Should the U.S. industry continue to rely on mag stripe cards, it is reasonable to expect fraud
committed in the United States on foreign-issued cards to increase as long as foreign issuers
continue to issue cards with both chips and mag stripes. In response to this dynamic, the
European Central Bank is recommending that beginning in 2012, all newly issued Single Euro
Payments Area payment cards should be issued as chip-only cards. xxvii If the U.S. payments
industry decides to migrate to chip-and-PIN, cross-border fraud on U.S.-issued cards should be a
minimal issue given the mass migration to chip-and-PIN in the rest of the world.
Based on the experiences of chip-and-PIN migrations in other countries, it is imperative that all
card based products should be migrated at, or near, the same time to have a positive impact on
reducing face-to-face fraud within a country’s borders. As witnessed in Canada, migrating credit
before debit resulted in a significant increase in fraud perpetrated with debit cards, ultimately
resulting in a minimal reduction of total card fraud. If the United States migrates to chip-and-PIN
without market consensus, agreement, or in a timely and concerted effort; those issuers, networks,
or merchants who are slow to migrate will see increased fraud levels and the impact on overall
fraud levels could be minimal.
Complicating a full U.S. migration to chip-and-PIN is the prevalence of signature verification in
the United States. In fact, the largest card issuers that have announced plans to issue EMV cards
will be issuing chip cards that support signature verification. And in Visa’s plan to move its
network participants to the EMV standard, the network remains committed to both signature and
PIN verification. A move away from mag stripe cards to chip cards would have a positive impact
on counterfeit card fraud in the United States. Maintaining signature as a cardholder verification
method for EMV chip cards might not have a similar positive impact on lost or stolen card fraud
as experienced in chip-and-PIN countries. However, a U.S. migration to an EMV chip-based
52
environment, regardless of the cardholder verification method, will provide a more secure
payment environment.
Finally, should the U.S. payments industry continue to rely on mag stripe technology as long as
possible, a scenario similar to the Netherlands experience could occur in the United States. While
the business case didn’t exist for the Dutch when its European counterparts were migrating, the
business case rapidly changed by the time most of Europe had migrated and fraud in the
Netherlands subsequently increased significantly. With a clear pattern of fraudsters targeting
non-chip transactions, the United States faces a significant risk of continued escalating fraud
rates as long as the payments industry relies on magnetic stripe technology.

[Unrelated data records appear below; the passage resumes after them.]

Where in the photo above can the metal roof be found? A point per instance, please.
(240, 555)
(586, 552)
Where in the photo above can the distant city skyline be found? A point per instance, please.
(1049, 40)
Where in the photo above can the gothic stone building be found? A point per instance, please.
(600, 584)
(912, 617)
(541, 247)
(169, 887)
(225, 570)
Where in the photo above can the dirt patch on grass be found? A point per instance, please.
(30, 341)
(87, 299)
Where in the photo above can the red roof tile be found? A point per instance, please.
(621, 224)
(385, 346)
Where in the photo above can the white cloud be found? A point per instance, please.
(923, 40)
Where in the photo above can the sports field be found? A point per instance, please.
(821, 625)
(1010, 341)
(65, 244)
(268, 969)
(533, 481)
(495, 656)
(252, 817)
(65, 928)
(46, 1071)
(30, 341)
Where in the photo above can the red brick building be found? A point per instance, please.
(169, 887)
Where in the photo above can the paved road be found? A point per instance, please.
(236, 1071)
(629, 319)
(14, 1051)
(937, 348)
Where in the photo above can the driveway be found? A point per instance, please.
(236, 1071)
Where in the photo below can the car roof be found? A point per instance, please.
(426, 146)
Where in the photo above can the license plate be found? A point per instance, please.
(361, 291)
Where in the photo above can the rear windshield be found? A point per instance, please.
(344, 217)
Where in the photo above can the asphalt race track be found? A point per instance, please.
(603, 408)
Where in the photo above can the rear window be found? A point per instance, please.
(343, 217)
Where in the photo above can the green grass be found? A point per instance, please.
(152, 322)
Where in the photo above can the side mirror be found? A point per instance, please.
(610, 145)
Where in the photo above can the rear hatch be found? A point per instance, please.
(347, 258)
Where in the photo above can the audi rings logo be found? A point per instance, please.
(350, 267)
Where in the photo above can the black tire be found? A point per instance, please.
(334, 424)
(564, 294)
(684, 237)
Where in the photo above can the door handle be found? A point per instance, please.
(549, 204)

Douglas King is a Payments Risk Expert with the Federal Reserve Bank of Atlanta’s Retail Payments Risk Forum.
Since joining the Bank in January 2011, Doug’s work has been primarily focused on risks associated with cardbased and emerging payments in light of a rapidly changing payments regulatory environment. Prior to joining the
Bank, Douglas worked with the payments consulting firm, Edgar, Dunn & Company. At EDC, he provided strategic
guidance to clients across the payments value chain, including global card networks, card issuers, processors, and
merchants. Douglas has experience with multiple payment types and product areas, including credit, debit, and
prepaid cards, debit cards, person-to-person payments, and mobile payments. Prior to receiving an M.B.A from the
UCLA Anderson School of Management, Douglas began his career with an institutional investment consulting firm.